Polymer-coated radioluminescent nanoparticles for quantitative imaging of drug delivery

Some theranostic nanoparticle (NP) drug delivery systems are capable of measuring drug release rates in situ. This can provide quantitative information regarding drug biodistribution, and drug dose that is delivered to cells or tissues. Here, X-ray excited optical luminescent (XEOL) NPs coated with poly(glycolide)-poly(ethylene glycol) (XGP) are used measure the amount of drug released into cells. The photoactive drug protoporphyrin IX (PpIX) is loaded into XGP and is able to attenuate the XEOL NP emission.
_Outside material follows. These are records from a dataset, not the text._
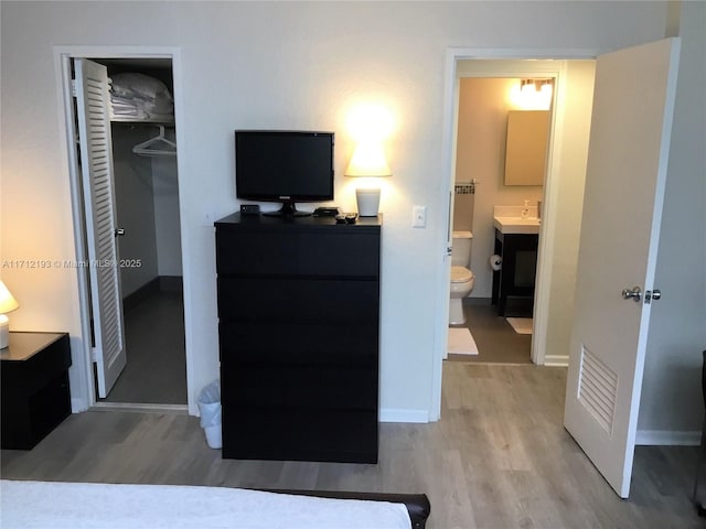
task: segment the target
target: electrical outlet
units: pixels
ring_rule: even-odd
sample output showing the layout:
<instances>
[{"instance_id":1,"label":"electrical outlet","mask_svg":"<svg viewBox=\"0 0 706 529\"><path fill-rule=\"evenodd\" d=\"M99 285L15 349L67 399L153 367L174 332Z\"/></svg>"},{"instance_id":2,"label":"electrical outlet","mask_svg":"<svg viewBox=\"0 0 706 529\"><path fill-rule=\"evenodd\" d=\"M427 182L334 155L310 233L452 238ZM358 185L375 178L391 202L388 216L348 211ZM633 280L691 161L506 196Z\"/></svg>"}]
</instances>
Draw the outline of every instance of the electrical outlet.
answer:
<instances>
[{"instance_id":1,"label":"electrical outlet","mask_svg":"<svg viewBox=\"0 0 706 529\"><path fill-rule=\"evenodd\" d=\"M427 206L411 207L411 227L413 228L427 227Z\"/></svg>"}]
</instances>

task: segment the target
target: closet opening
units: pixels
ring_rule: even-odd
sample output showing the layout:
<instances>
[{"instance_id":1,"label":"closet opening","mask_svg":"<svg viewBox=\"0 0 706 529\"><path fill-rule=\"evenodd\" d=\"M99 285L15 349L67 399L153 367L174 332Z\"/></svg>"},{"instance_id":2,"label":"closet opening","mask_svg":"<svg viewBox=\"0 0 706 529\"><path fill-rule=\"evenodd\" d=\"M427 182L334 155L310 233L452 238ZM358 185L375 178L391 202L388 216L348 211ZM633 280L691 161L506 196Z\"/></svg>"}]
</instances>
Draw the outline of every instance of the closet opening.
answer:
<instances>
[{"instance_id":1,"label":"closet opening","mask_svg":"<svg viewBox=\"0 0 706 529\"><path fill-rule=\"evenodd\" d=\"M172 60L75 58L73 71L84 249L89 263L103 262L92 251L111 246L116 268L113 277L99 276L90 264L85 269L95 350L92 400L98 408L185 411ZM108 116L101 132L99 120L89 116L101 105L98 94ZM103 156L96 154L103 142L107 162L99 166L95 160ZM105 218L113 219L109 228L101 225Z\"/></svg>"}]
</instances>

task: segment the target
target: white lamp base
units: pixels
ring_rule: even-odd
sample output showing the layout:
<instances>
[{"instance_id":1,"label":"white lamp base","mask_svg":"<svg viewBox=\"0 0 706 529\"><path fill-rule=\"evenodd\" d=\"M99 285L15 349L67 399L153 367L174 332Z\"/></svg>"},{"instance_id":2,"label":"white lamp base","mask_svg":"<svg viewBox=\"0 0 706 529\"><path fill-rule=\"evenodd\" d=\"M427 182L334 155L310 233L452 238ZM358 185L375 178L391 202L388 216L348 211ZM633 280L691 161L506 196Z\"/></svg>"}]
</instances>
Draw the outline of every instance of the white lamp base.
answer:
<instances>
[{"instance_id":1,"label":"white lamp base","mask_svg":"<svg viewBox=\"0 0 706 529\"><path fill-rule=\"evenodd\" d=\"M379 208L379 187L355 190L355 201L361 217L376 217Z\"/></svg>"},{"instance_id":2,"label":"white lamp base","mask_svg":"<svg viewBox=\"0 0 706 529\"><path fill-rule=\"evenodd\" d=\"M10 345L10 319L0 314L0 349Z\"/></svg>"}]
</instances>

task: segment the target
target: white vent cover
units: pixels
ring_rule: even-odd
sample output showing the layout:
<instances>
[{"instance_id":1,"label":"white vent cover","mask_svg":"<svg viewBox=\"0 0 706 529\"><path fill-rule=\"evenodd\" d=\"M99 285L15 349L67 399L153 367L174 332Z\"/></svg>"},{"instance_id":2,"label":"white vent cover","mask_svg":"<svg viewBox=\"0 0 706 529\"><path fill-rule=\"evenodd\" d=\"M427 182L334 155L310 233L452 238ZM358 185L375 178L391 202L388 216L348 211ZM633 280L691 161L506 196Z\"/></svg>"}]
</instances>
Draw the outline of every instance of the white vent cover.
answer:
<instances>
[{"instance_id":1,"label":"white vent cover","mask_svg":"<svg viewBox=\"0 0 706 529\"><path fill-rule=\"evenodd\" d=\"M610 435L613 431L618 374L586 346L581 347L579 369L578 401Z\"/></svg>"}]
</instances>

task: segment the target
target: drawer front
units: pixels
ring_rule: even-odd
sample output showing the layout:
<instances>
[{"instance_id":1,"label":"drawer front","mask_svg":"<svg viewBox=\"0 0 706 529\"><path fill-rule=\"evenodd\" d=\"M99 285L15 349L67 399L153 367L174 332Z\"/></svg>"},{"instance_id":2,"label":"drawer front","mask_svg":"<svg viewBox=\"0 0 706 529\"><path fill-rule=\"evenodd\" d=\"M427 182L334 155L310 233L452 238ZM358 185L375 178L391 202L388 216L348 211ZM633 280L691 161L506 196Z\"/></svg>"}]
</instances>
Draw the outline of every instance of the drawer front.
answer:
<instances>
[{"instance_id":1,"label":"drawer front","mask_svg":"<svg viewBox=\"0 0 706 529\"><path fill-rule=\"evenodd\" d=\"M375 368L236 365L222 379L222 400L235 406L377 410Z\"/></svg>"},{"instance_id":2,"label":"drawer front","mask_svg":"<svg viewBox=\"0 0 706 529\"><path fill-rule=\"evenodd\" d=\"M377 411L223 407L223 457L377 463Z\"/></svg>"},{"instance_id":3,"label":"drawer front","mask_svg":"<svg viewBox=\"0 0 706 529\"><path fill-rule=\"evenodd\" d=\"M218 274L379 276L379 237L371 234L216 233Z\"/></svg>"},{"instance_id":4,"label":"drawer front","mask_svg":"<svg viewBox=\"0 0 706 529\"><path fill-rule=\"evenodd\" d=\"M377 323L220 324L221 361L289 366L377 367Z\"/></svg>"},{"instance_id":5,"label":"drawer front","mask_svg":"<svg viewBox=\"0 0 706 529\"><path fill-rule=\"evenodd\" d=\"M218 278L221 320L377 322L377 281Z\"/></svg>"}]
</instances>

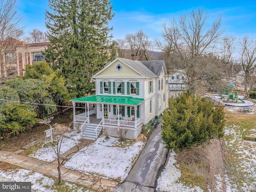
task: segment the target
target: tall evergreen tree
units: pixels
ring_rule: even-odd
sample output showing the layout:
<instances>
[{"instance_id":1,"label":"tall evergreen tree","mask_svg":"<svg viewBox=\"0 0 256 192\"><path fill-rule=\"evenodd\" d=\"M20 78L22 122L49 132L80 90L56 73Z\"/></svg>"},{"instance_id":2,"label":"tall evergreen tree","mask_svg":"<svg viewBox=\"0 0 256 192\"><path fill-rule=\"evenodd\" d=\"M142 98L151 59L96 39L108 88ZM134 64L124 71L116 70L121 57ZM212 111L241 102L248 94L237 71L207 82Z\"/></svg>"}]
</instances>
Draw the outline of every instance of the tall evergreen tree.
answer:
<instances>
[{"instance_id":1,"label":"tall evergreen tree","mask_svg":"<svg viewBox=\"0 0 256 192\"><path fill-rule=\"evenodd\" d=\"M91 77L108 60L114 16L108 0L49 0L46 26L52 44L46 57L60 70L70 92L94 92Z\"/></svg>"}]
</instances>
Measuring an increase in XEOL intensity as PpIX is released enables the measurement of drug release into glioblastoma cells (GBM). Biodistribution studies in a BALB/c mouse GBM intracranial xenograft model show significant XGP accumulation at the site of the GBM xenograft within the brain, and not in adjacent healthy brain tissues. There is no uptake of XGP in the heart or kidneys, the primary organs associated with drug and gadolinium ion toxicity. NP toxicity is tested with U-138MG GBM in vitro, and NPs show low cytotoxicity at concentrations of 100 μg/mL. In vivo dose escalation studies in BALB/c mice show no adverse effects at doses up to 75 mg/kg. These theranostic NPs offer an approach to quantitatively measure drug release into cells.